From cameras to self-driving cars, many of today’s technologies depend on artificial intelligence to extract meaning from visual information. Today’s AI technology has artificial neural networks at its core, and most of the time we can trust these AI computer vision systems to see things the way we do — but sometimes they falter.
According to MIT and IBM research scientists, one way to improve computer vision is to instruct the artificial neural networks that they rely on to deliberately mimic the way the brain’s biological neural network processes visual images.
Researchers led by MIT Professor James DiCarlo, the director of MIT’s Quest for Intelligence and member of the MIT-IBM Watson AI Lab, have made a computer vision model more robust by training it to work like a part of the brain that humans and other primates rely on for object recognition. This May, at the International Conference on Learning Representations, the team reported that when they trained an artificial neural network using neural activity patterns in the brain’s inferior temporal (IT) cortex, the artificial neural network was more robustly able to identify objects in images than a model that lacked that neural training.
And the model’s interpretations of images more closely matched what humans saw, even when images included minor distortions that made the task more difficult.
Comparing neural circuits
Many of the artificial neural networks used for computer vision already resemble the multilayered brain circuits that process visual information in humans and other primates. Like the brain, they use neuron-like units that work together to process information. As they are trained for a particular task, these layered components collectively and progressively process the visual information to complete the task — determining, for example, that an image depicts a bear or a car or a tree.

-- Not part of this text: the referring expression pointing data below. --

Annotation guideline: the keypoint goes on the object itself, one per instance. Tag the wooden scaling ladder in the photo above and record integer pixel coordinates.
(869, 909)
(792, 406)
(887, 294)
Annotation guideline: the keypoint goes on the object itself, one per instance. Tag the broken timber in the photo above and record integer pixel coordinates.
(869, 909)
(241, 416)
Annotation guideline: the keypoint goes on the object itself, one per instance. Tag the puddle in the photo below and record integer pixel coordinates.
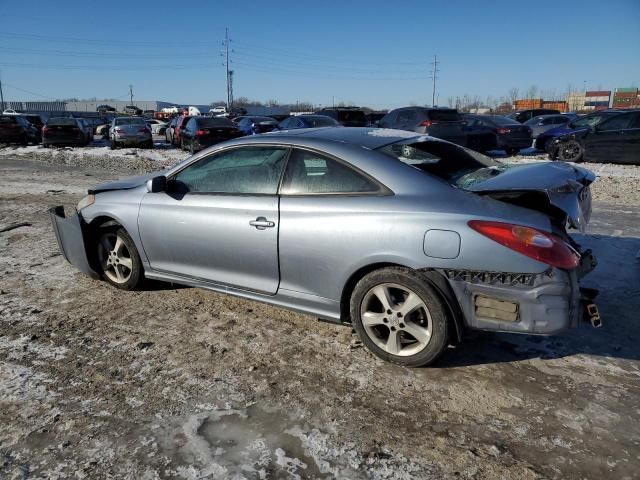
(250, 443)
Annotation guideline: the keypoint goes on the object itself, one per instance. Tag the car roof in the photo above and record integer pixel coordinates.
(370, 138)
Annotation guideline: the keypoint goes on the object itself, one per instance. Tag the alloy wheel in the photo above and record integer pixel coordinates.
(396, 319)
(115, 258)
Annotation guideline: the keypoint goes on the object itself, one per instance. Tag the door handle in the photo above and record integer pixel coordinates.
(261, 223)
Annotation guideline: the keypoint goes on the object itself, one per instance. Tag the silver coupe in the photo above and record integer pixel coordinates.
(409, 239)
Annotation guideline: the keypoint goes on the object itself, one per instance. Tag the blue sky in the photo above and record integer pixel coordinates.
(374, 53)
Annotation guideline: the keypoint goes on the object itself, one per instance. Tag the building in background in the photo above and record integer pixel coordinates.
(575, 101)
(626, 98)
(597, 100)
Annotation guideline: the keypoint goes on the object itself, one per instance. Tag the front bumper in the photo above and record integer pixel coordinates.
(546, 303)
(71, 236)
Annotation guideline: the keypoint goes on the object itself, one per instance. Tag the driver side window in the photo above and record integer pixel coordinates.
(245, 170)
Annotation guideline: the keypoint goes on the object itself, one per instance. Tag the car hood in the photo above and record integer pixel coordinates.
(565, 187)
(125, 183)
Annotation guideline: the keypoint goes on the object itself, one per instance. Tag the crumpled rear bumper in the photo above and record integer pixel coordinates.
(71, 236)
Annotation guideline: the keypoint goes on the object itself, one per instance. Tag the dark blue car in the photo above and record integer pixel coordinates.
(307, 121)
(544, 141)
(255, 125)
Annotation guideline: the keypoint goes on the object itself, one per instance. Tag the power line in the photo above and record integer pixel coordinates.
(434, 77)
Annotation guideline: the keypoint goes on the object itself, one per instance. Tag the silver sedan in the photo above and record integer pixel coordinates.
(409, 239)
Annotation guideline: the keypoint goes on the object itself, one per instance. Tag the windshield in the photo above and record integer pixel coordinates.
(130, 121)
(457, 165)
(321, 121)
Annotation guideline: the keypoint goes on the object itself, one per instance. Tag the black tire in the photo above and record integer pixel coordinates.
(131, 276)
(511, 151)
(433, 316)
(570, 151)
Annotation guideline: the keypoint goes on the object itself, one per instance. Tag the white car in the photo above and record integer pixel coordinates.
(156, 126)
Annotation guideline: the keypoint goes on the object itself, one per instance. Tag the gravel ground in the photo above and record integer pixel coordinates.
(184, 383)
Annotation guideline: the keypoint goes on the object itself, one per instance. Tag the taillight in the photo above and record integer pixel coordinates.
(542, 246)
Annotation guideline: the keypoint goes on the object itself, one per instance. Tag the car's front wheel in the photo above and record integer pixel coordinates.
(118, 259)
(399, 317)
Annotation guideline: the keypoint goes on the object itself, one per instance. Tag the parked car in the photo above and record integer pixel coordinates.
(168, 133)
(307, 121)
(64, 131)
(255, 125)
(346, 116)
(445, 123)
(340, 224)
(87, 129)
(373, 118)
(495, 132)
(130, 131)
(202, 132)
(544, 141)
(157, 126)
(613, 140)
(17, 129)
(36, 120)
(524, 115)
(181, 122)
(542, 123)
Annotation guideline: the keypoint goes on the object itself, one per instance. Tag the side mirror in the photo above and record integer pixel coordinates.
(157, 184)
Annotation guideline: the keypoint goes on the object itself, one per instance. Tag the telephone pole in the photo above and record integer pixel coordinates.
(434, 77)
(1, 96)
(228, 72)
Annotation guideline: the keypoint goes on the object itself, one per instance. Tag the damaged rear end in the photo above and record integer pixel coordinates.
(548, 301)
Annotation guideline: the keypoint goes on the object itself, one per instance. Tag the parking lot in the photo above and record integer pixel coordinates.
(184, 383)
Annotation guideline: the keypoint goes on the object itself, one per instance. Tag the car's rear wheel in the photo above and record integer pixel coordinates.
(399, 317)
(511, 151)
(118, 259)
(570, 151)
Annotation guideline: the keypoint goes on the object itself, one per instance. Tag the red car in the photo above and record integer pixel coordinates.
(182, 121)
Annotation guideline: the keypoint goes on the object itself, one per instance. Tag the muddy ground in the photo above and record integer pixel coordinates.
(185, 383)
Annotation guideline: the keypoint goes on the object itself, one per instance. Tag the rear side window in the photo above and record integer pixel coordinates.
(246, 170)
(444, 116)
(310, 172)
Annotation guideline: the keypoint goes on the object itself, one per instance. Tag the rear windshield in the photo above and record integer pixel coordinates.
(500, 120)
(62, 121)
(589, 120)
(444, 115)
(351, 116)
(457, 165)
(321, 121)
(215, 122)
(130, 121)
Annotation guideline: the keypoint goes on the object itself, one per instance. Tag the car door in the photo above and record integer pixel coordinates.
(610, 140)
(218, 220)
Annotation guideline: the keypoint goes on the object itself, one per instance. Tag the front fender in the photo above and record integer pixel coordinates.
(71, 234)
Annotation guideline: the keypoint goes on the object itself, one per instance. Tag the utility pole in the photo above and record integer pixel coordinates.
(1, 96)
(226, 66)
(434, 77)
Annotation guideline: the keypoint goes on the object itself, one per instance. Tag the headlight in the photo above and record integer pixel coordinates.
(85, 202)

DiCarlo and others previously found that when such deep-learning computer vision systems establish efficient ways to solve visual problems, they end up with artificial circuits that work similarly to the neural circuits that process visual information in our own brains.

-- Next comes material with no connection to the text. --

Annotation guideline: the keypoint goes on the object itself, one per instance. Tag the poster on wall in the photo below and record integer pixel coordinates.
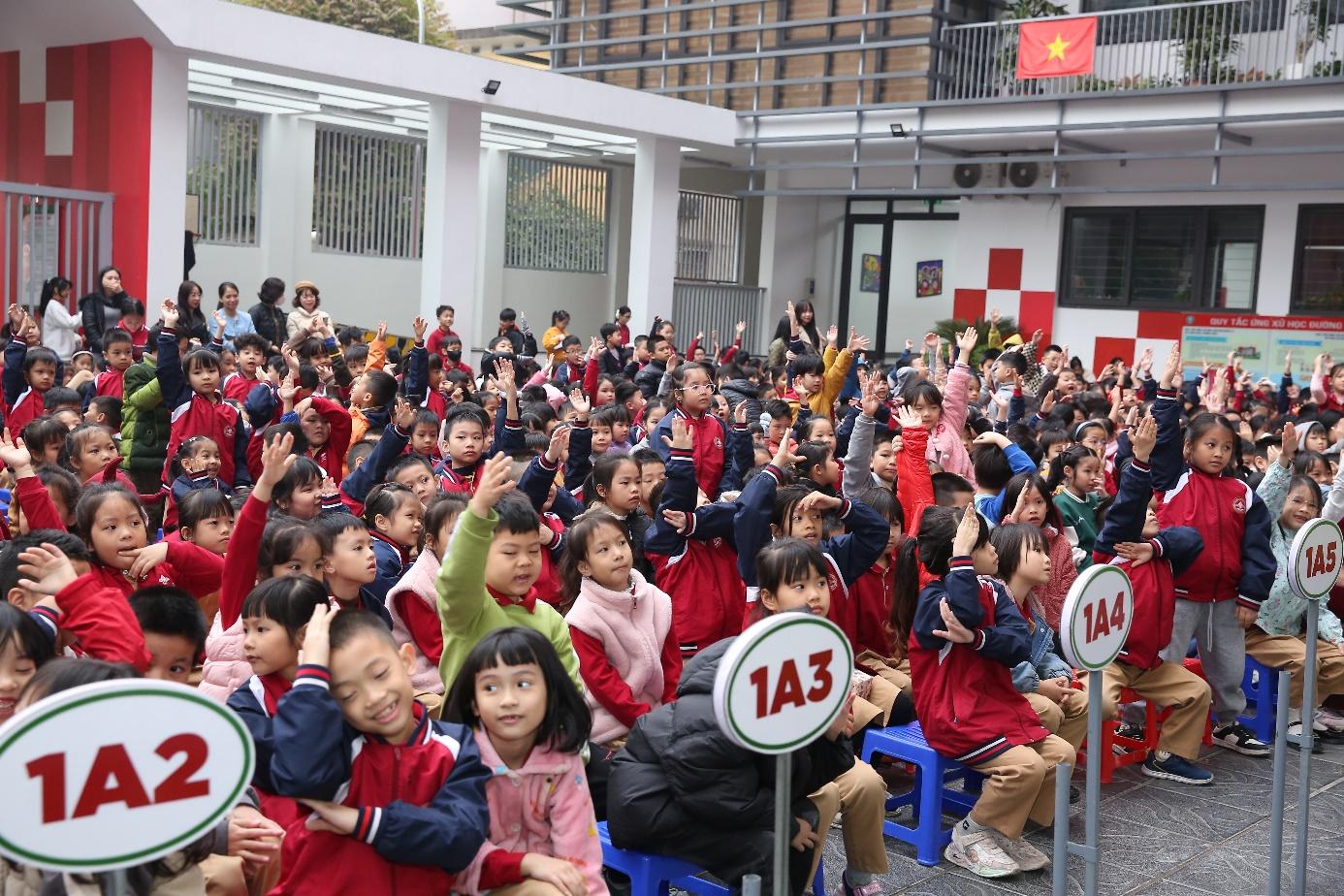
(929, 278)
(870, 275)
(1263, 342)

That resemblance is helping neuroscientists deepen their understanding of the brain. By demonstrating ways visual information can be processed to make sense of images, computational models suggest hypotheses about how the brain might accomplish the same task.
“As vision systems get better at performing in the real world, some of them turn out to be more human-like in their internal processing. That’s useful from an understanding-biology point of view,” says DiCarlo, who is also a professor of brain and cognitive sciences and an investigator at the McGovern Institute for Brain Research.